“The best single-volume history of Egypt yet published. The work is intended for the general public rather than the specialist.”
+ + + Bib. World. 27: 80. Ja. ’06. 40w.
“Professor Breasted has shown remarkable skill in weaving together the scattered fragments of information that we possess covering the whole period of his treatment; and the result is a vigorous, popular, and highly interesting narrative account—even though sometimes severely condensed—of the political, religious, and social life of the ancient Egyptians.” Ira Maurice Price.
+ + – Dial. 41: 15. Jl. 1, ’06. 750w.
“He has, in a word, and without abating a jot of authority, invested the most arid as well as the most intensely human topics of Egyptology with a fresh interest.
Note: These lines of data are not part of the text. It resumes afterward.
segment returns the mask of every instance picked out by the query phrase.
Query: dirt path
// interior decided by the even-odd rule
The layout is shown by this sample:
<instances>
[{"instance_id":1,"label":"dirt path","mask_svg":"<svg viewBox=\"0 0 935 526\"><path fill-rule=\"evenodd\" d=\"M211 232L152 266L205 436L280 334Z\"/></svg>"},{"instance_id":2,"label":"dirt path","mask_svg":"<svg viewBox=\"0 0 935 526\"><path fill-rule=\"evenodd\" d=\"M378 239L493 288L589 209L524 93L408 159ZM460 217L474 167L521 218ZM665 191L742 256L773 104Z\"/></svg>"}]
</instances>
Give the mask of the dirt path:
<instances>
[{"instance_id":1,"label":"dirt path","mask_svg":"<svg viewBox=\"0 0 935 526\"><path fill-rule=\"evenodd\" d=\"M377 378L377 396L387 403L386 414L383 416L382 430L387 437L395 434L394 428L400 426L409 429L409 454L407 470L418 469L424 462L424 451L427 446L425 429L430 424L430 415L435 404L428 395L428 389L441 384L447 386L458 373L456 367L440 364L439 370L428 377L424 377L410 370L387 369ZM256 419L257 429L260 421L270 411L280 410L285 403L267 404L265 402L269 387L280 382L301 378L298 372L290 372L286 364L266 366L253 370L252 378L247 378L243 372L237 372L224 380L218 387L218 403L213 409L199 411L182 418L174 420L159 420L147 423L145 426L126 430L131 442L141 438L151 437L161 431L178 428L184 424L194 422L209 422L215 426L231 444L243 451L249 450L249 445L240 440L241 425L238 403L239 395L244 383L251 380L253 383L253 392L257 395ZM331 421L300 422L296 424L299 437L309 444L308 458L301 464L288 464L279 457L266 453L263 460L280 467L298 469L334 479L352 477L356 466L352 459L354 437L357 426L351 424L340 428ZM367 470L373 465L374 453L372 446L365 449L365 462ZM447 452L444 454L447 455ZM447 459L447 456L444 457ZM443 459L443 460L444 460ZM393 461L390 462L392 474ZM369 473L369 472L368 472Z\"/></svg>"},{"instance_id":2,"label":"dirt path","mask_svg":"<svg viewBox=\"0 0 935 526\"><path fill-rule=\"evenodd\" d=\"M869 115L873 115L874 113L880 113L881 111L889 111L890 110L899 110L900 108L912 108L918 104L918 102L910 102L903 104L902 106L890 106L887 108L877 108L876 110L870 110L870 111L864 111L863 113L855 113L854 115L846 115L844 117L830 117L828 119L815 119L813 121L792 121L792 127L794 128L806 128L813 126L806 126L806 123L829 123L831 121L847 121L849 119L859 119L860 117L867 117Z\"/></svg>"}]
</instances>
To us its most serious defect lies in the unduly high valuation of the influence of the Nile valley people on the earliest civilization of Southern Europe.”
+ + – Lit. D. 32: 331. Mr. 3, ’06. 610w.
“His style ... is singularly vigorous and lucid. Professor Breasted never forgets that his book is a history and not an archaeological treatise, and this is one of his great merits.”
+ + – Lond. Times. 5: 110. Mr. 30, ’06. 1630w.
“The student will look in vain for any other one work so well adapted as this volume is to give him his first broad ideas and impressions of the beginning of civilization and of the great general tendencies of social evolution which have been exemplified in the development of all peoples ancient and modern.” Franklin H. Giddings.
+ + Pol. Sci. Q. 21: 529. S. ’06. 790w. + R. of Rs. 33: 113. Ja. ’06. 160w.